A lockdown browser controls the device on which it is installed but cannot directly detect a separate phone sitting outside the testing device. Additional monitoring technologies, room scans, or live supervision may provide broader visibility depending on the assessment setup.

Can Respondus LockDown Browser detect other devices?

Not directly.

Respondus LockDown Browser focuses on controlling activity on the testing device itself. Visibility into other devices depends on supplementary monitoring tools, proctoring technologies, or assessment procedures used alongside the browser.

Does LockDown Browser notify professors?

Lockdown browsers do not typically notify professors every time a candidate performs a specific action.
However, assessment platforms may generate logs, alerts, flags, or reports that instructors, proctors, or administrators can review as part of the assessment process.
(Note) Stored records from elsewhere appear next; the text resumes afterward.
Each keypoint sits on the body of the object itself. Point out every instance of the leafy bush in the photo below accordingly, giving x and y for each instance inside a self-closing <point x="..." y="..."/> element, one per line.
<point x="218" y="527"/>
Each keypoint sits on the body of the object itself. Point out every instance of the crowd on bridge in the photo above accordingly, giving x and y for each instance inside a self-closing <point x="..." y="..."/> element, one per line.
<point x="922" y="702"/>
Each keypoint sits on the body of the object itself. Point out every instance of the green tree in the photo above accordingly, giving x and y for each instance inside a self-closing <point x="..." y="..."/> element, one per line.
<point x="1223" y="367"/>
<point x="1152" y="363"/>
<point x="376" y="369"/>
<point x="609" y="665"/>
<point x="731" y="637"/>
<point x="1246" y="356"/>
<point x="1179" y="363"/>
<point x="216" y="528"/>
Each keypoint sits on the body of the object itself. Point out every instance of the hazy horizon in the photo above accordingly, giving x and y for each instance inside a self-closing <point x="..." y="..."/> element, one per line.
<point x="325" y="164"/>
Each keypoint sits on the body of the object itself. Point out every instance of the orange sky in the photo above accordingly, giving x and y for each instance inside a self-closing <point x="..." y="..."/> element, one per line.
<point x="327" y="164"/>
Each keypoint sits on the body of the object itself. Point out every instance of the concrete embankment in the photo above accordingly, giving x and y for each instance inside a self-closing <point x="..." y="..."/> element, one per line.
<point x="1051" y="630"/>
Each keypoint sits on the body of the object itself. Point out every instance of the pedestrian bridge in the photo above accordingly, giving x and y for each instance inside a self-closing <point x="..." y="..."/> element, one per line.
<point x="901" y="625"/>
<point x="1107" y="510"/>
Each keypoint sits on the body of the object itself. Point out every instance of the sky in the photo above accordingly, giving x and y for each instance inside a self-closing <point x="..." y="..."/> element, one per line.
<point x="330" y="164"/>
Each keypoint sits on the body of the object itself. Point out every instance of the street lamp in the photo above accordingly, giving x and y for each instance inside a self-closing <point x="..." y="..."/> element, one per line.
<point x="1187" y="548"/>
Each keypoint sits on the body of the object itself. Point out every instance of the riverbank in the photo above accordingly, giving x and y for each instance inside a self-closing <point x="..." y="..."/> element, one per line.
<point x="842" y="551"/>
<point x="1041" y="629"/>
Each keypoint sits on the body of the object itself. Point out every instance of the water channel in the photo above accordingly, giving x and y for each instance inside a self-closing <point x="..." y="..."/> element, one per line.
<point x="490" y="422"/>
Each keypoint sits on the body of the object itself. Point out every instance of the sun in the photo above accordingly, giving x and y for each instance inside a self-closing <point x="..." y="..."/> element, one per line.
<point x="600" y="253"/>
Are lockdown browsers still necessary?

It depends on the assessment.

For some high-stakes exams, certification programs, or regulated environments, traditional lockdown browsers may still be the preferred option. For others, browser-based security controls combined with identity verification, monitoring, and thoughtful assessment design may achieve the same goal with less friction for candidates.

The important thing is to focus on the outcome: creating confidence in assessment results.

What are the alternatives to lockdown browsers?

Modern assessment and proctoring software like OctoProctor increasingly offer browser-based security features that can reduce or eliminate the need for dedicated lockdown applications.

Depending on the platform, these may include identity verification, URL restrictions, extension blocking, virtual machine detection, remote-control detection, external display detection, content protection, and browser-based monitoring workflows.

The goal is not necessarily to replace every lockdown browser feature, but to achieve the same assessment integrity objectives while reducing complexity and improving the candidate experience.